Na estação televisiva é a confusão: uns querem fazer disparar as audiências, outros preferem não avançar para o sensacionalismo… Se o conflito no interior do museu é dramático, a guerra entre os próprios elementos da televisão é dantesco, bem como com as outras estações televisivas. O que estava em jogo era simplesmente… o poder! O dinheiro envolvido era enorme. As reportagens em directo, entrevistas, criação de boatos, confirmações e desmentidos, aluguer de satélites… tudo valia. Um facto era apresentado sob determinado ângulo. Estudos de opinião pública e sondagens revelavam o efeito no público. E seguiam-se novas notícias sobre o mesmo facto… Os reféns eram heróis. Apareciam na TV. O desempregado viu a sua vida pessoal vasculhada! As audiências a isso obrigavam. As oportunidades de negócio à volta do caso multiplicavam-se.

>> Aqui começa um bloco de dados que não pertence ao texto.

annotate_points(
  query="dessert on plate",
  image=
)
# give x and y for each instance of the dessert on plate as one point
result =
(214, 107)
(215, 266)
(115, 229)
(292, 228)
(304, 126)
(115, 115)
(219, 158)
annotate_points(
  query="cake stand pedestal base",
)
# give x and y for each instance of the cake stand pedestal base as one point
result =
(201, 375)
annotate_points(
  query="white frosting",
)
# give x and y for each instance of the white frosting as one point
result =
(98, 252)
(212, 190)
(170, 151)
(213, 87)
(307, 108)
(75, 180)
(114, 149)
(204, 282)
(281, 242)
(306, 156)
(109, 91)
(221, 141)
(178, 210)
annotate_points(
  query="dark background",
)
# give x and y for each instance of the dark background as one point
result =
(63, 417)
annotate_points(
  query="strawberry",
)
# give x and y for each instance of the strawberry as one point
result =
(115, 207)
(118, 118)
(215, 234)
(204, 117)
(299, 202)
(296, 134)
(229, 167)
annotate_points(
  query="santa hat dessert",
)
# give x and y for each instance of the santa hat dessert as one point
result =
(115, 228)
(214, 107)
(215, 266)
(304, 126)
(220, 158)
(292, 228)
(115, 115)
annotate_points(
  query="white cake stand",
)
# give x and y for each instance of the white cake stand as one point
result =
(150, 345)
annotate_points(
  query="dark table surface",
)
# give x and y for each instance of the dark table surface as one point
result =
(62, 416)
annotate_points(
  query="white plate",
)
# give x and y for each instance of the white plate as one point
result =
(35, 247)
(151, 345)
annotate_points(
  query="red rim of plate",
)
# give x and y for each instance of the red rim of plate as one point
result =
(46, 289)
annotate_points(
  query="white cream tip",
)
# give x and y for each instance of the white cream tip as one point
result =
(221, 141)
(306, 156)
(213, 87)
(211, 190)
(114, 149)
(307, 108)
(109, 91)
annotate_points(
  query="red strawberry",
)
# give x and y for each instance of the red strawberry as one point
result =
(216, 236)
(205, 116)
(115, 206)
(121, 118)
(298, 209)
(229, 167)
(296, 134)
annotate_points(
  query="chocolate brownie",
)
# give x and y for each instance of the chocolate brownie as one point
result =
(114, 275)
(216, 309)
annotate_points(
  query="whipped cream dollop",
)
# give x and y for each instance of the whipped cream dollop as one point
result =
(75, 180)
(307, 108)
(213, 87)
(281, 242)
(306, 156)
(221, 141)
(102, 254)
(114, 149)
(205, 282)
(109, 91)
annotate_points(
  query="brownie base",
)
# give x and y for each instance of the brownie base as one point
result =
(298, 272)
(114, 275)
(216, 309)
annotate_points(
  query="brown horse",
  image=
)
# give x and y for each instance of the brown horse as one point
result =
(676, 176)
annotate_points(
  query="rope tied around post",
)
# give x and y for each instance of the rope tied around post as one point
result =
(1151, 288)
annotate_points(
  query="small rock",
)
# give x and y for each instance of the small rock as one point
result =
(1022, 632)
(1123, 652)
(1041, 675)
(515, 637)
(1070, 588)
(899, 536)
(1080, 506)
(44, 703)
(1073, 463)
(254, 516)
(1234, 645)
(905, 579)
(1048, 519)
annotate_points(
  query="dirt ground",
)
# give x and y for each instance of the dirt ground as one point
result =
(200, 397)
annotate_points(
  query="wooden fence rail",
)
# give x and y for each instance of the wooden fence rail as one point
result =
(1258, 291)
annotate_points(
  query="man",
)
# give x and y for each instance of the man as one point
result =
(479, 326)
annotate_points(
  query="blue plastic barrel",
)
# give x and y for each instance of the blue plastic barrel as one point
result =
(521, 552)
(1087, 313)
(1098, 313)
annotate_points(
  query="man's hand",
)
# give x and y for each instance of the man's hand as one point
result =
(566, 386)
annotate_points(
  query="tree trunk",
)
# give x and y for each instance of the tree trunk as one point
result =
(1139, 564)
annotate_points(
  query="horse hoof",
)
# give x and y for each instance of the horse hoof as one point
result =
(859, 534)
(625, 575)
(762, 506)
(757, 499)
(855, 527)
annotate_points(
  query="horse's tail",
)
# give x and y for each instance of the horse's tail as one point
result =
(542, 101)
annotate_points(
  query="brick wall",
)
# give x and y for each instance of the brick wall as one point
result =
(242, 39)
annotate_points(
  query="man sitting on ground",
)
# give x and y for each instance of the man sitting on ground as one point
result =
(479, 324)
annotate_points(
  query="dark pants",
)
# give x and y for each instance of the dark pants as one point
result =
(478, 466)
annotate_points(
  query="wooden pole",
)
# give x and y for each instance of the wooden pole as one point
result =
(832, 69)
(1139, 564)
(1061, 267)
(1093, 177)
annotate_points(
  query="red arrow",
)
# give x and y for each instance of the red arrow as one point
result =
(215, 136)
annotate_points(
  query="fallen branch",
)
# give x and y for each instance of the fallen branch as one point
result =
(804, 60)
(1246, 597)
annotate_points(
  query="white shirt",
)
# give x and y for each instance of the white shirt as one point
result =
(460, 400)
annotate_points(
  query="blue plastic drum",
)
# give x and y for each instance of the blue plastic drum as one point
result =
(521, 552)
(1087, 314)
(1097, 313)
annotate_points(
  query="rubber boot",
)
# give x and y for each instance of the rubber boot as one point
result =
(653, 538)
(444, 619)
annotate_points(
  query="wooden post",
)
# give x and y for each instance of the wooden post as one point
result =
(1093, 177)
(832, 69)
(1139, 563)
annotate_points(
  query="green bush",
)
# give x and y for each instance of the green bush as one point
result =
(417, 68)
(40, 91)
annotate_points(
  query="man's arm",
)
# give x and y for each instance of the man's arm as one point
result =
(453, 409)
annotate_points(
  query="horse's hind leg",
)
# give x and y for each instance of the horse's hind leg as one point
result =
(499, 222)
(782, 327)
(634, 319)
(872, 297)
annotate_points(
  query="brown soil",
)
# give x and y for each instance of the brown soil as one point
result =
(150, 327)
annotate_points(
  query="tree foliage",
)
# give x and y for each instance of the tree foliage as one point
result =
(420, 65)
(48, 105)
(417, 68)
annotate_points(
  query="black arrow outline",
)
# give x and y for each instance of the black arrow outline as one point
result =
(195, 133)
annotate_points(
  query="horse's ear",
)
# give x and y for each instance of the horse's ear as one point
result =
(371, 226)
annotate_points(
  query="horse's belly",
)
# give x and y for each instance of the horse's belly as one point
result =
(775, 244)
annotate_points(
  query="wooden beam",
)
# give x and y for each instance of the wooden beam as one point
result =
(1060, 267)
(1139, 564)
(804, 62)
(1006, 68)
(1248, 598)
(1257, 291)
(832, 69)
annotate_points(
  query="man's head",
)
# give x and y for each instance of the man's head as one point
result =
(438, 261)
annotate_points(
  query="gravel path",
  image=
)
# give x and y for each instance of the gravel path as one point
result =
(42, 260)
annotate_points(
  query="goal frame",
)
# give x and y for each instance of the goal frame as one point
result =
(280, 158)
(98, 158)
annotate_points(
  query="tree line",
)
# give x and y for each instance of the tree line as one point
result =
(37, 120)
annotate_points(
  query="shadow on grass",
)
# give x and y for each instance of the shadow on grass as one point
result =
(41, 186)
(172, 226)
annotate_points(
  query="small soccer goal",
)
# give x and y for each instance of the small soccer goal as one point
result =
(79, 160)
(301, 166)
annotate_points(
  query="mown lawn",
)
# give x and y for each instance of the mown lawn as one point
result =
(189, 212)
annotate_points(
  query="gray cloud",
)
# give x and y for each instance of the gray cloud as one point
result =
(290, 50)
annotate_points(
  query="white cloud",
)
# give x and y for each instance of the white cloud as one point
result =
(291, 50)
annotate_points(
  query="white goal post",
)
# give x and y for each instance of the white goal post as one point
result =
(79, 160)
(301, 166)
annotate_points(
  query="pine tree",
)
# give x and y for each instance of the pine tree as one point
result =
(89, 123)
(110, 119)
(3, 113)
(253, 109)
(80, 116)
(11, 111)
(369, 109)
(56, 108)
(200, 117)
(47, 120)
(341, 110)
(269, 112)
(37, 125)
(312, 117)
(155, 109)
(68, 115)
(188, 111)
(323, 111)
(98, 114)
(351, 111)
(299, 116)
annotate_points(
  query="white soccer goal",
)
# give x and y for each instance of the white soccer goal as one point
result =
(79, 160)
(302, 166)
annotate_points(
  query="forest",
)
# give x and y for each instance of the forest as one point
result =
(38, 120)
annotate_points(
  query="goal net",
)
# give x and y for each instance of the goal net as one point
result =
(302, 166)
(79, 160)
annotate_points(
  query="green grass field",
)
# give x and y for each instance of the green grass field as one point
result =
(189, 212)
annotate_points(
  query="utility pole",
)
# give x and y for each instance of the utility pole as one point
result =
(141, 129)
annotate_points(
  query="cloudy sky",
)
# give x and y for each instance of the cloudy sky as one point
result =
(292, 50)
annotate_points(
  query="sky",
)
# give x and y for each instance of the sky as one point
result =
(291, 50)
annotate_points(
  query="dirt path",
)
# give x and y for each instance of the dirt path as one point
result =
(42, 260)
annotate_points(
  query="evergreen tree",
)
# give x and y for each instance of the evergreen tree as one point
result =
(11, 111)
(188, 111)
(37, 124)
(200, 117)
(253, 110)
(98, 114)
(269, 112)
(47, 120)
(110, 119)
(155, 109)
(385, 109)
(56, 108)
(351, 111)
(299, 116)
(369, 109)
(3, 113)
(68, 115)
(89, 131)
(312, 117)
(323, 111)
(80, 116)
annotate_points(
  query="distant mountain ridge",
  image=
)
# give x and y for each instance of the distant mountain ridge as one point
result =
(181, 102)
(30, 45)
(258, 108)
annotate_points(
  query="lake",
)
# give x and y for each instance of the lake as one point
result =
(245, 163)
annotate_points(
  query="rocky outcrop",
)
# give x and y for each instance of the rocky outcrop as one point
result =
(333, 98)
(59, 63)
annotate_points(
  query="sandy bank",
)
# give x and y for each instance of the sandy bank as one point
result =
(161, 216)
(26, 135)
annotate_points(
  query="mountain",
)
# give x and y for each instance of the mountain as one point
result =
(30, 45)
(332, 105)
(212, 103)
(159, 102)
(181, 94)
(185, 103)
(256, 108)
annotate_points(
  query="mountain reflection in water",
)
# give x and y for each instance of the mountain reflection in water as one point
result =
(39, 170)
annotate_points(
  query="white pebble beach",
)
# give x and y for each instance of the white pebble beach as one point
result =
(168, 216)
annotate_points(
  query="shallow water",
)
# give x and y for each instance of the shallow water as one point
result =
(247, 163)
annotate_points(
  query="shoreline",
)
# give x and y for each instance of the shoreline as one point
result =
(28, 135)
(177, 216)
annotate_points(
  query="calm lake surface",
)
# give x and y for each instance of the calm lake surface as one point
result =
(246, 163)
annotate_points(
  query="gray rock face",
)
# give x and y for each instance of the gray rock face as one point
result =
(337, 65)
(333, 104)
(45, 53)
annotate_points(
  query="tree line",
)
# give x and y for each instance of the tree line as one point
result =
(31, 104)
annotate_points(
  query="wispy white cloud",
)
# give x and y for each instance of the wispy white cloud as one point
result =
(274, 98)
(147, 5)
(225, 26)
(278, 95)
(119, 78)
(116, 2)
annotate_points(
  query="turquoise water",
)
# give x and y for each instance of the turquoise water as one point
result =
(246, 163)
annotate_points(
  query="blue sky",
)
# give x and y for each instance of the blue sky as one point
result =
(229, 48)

Ao longo do filme vamos assistir a diversas técnicas de manipular as notícias, as pessoas, as instituições e as empresas… o que importava era triunfar, a vida das pessoas envolvidas na questão era secundário.
No final houve mortos e feridos. Nem tudo acabou bem e a última imagem fará então todo o sentido a quem ainda se lembrar da primeira. E tal como quando um negócio corre mal… não teria sido a falta de informação ou a sua deficiente interpretação um factor decisivo?
 
Tópicos de análise:
1.      O impacto dos mass media.
2.      Processos de manipular a opinião pública.
3.      A importância de uma boa gestão dos recursos humanos.
4.      A realização profissional não é separável da realização pessoal: o indivíduo é uno.